During southwest Mississippi’s French colonial period, the Houma became somewhat fractured because of disease, migrations and interactions with settlers, Barnett said.

“Eventually they moved into what became Spanish Louisiana after the French and Indian War in the 1760s. The Houmas, Tunicas and several other tribes were allies of the French, which means they were enemies of the English, so when the English got control of everything to the east of the river, they moved into the west of the river and were welcomed by the Spanish with the thought they could help defend against an English incursion.”

Greer said that while the search for new information might not be easy, when people groups have moved from one place to another someone has always stayed behind or later returned, and even if there aren’t many of Houma heritage in the area, she wants to hear from them.

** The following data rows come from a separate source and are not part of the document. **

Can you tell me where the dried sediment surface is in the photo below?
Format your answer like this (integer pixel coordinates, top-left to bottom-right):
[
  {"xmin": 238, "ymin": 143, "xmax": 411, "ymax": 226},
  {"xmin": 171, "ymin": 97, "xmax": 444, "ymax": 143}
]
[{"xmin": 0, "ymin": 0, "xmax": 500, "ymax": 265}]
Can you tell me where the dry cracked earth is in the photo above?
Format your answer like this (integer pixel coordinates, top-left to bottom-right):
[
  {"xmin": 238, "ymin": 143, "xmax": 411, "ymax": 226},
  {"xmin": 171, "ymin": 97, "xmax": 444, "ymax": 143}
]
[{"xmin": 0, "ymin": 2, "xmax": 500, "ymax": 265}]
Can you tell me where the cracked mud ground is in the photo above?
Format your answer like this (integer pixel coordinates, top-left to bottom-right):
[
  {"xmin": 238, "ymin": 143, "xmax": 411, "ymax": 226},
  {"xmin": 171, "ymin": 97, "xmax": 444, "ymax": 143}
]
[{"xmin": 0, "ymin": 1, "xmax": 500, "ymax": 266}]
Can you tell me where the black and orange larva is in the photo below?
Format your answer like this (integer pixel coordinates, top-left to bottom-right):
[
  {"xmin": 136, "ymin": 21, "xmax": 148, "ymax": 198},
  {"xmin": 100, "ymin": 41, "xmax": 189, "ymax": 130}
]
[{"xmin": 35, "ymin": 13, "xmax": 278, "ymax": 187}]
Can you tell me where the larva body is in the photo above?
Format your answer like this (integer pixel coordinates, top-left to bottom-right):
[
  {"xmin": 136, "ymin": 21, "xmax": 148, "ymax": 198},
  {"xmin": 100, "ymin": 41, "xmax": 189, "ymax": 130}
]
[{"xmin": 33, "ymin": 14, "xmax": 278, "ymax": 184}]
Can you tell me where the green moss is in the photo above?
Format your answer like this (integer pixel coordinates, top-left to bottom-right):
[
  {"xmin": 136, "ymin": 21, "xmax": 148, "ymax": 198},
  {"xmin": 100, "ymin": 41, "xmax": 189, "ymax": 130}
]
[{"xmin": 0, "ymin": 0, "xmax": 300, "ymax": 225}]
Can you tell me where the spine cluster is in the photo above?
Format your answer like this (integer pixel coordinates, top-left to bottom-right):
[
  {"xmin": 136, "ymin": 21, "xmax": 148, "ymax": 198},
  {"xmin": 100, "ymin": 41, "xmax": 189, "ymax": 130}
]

“It is hard to retrace (the movement) among the Houma. There is no written record because most of the Houma did not receive a public education until the 1950s and 60s, but our ancestors and elders in our community know the stories, and we are getting pieces of (our history), and I thought since I was here in Mississippi that I would reach out in the other direction to see what the people in Natchez know,” she said.

“If it is true there was a Houma community in there, probably there are people in Natchez - the elders of their community - who have passed along the stories about who lived there and what they did, and what battles they had and who they married,” she said.

The Houma Nation is a state-recognized tribe, and has several communities in south Louisiana, including in West Lafitte and Chalmette.